Lastly, the proportion of cases in which the paranasal sinuses were reported as completely normal was significantly associated with both the presence of septal deviation (p = 0.0248) and its morphological type (C/S) (p = 0.0126), indicating a potential impact of septal structure on the anatomical integrity of the sinuses.
Limitations
This study has several limitations. First, all evaluations were based on radiology reports rather than direct re-interpretation of CT images, and the reports were prepared by multiple radiologists. Therefore, interobserver variability could not be assessed. This may have affected interpretation-dependent parameters such as adenoid tissue detection and mucosal thickening. However, the use of standardized institutional reporting practices partially mitigates this limitation. Additionally, adenoid tissue was evaluated only as present or absent, without grading, volumetric assessment, or evaluation of the degree of nasopharyngeal obstruction, which limits detailed clinical interpretation. Although the overall sample size was adequate, the relatively small number of patients with adenoid tissue (n=15) necessitates cautious interpretation of statistically significant associations. A priori power analysis was not performed due to the retrospective design. Future studies with larger, multicenter cohorts are needed to validate these findings. Given the exploratory nature of this retrospective analysis, no formal correction for multiple comparisons was applied, and the results should be interpreted accordingly."
Conclusion
In this study, paranasal CT reports of adult individuals evaluated with paranasal CT imaging were retrospectively analyzed, with a detailed examination of both anatomical variations and mucosal pathologies. The collected data were comparatively analyzed against existing literature, and significant differences were identified in certain parameters.A statistically significant association was observed between the presence of adenoid tissue and paranasal sinus mucosal thickening, making this one of the few studies to demonstrate the impact of adenoid tissue on sinus physiology in the adult population. Furthermore, significant relationships were found between the presence of septal deviation and both frontal sinus mucosal thickening and the rate of sinuses reported as normal. Future prospective studies are needed to explore the causal nature of these associations.

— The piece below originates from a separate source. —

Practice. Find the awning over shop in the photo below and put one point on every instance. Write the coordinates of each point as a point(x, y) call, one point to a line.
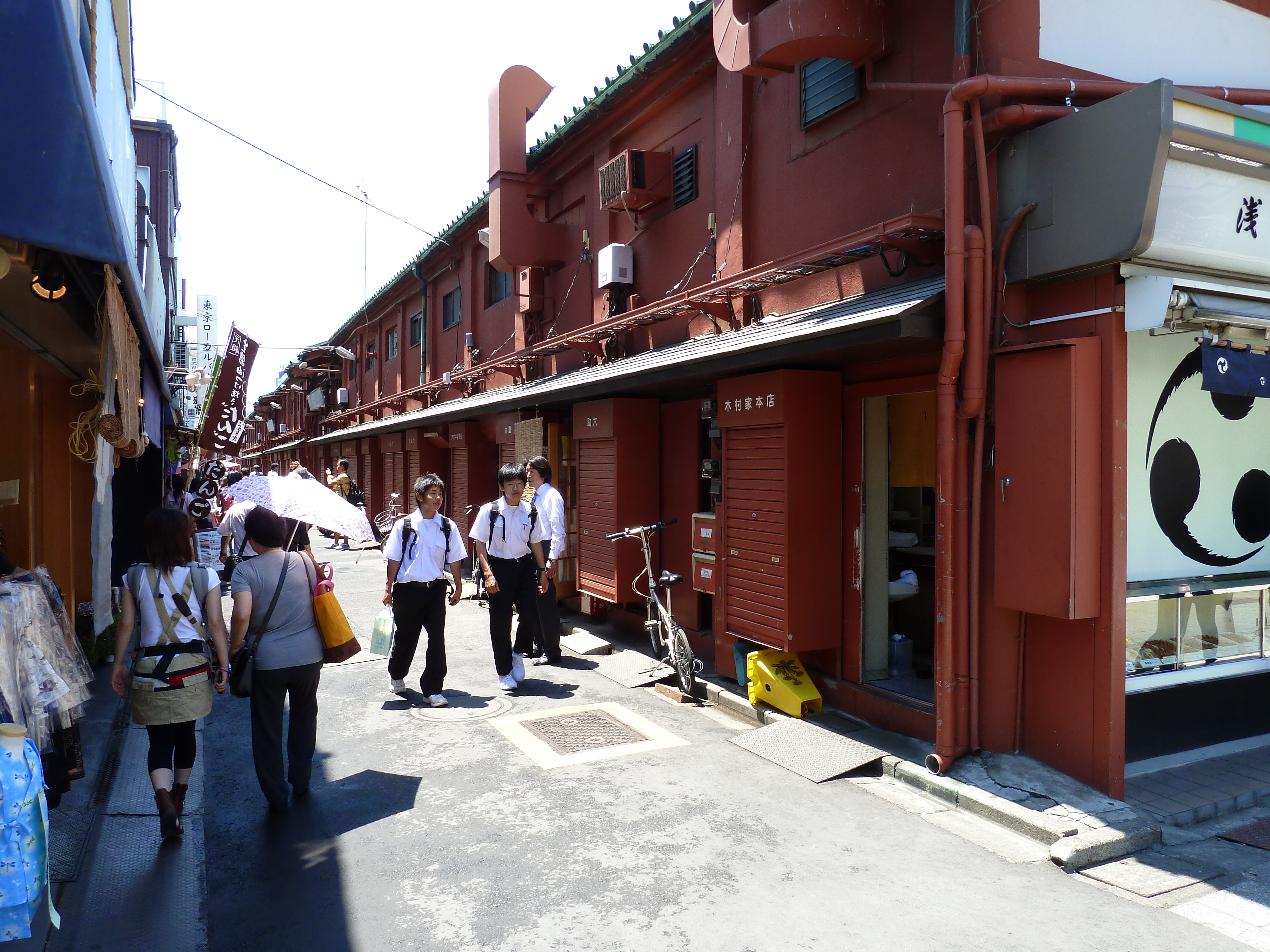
point(57, 190)
point(897, 312)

The distribution of anatomical variations (such as concha bullosa, inferior/middle turbinate hypertrophy, and bony spur) was largely consistent with the literature, although lower rates were noted for some parameters (e.g., paradoxical middle turbinate).

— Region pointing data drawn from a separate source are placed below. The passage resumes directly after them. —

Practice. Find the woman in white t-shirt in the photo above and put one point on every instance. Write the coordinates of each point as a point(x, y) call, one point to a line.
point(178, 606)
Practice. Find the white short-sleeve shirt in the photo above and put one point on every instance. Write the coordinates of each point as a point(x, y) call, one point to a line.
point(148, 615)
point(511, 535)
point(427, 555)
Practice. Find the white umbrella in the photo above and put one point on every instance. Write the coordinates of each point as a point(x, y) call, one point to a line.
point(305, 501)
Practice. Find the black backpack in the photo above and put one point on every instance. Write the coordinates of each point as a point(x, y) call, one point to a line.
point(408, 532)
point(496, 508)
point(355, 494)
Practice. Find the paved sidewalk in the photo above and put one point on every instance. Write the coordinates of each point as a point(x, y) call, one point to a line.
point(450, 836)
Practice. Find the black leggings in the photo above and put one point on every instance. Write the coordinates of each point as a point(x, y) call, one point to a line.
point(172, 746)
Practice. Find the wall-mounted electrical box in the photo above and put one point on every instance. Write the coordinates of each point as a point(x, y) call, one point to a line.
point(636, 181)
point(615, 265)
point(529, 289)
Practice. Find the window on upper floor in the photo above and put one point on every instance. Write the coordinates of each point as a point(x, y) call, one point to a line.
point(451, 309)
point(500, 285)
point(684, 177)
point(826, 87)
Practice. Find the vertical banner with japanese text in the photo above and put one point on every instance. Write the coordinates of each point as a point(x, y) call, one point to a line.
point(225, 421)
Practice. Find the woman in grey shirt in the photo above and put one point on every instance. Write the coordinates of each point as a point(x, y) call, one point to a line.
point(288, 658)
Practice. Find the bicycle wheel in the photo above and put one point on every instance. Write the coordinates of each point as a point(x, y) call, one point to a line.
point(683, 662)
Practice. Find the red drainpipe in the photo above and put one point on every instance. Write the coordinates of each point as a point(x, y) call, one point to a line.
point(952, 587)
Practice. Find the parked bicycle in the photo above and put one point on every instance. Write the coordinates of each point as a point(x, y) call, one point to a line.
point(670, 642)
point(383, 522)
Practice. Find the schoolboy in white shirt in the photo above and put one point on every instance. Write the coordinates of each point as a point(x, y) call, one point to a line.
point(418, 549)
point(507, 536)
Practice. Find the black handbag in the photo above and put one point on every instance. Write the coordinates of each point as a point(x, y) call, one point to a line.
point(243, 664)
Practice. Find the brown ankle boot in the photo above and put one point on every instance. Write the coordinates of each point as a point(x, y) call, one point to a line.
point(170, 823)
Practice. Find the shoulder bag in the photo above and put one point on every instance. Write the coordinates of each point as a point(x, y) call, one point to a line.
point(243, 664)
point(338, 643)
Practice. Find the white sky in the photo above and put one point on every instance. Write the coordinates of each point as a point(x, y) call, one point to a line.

Overall, this study demonstrates that adenoid tissue presence and septal deviation characteristics are significantly associated with paranasal sinus mucosal changes in adults. These findings suggest that such anatomical factors should be considered during adult sinonasal evaluation, even in the absence of overt sinonasal symptoms, and that paranasal CT may serve as a valuable adjunctive tool for functional assessment and surgical planning. Future prospective and multicenter studies are warranted to further clarify the clinical relevance and causal nature of these associations.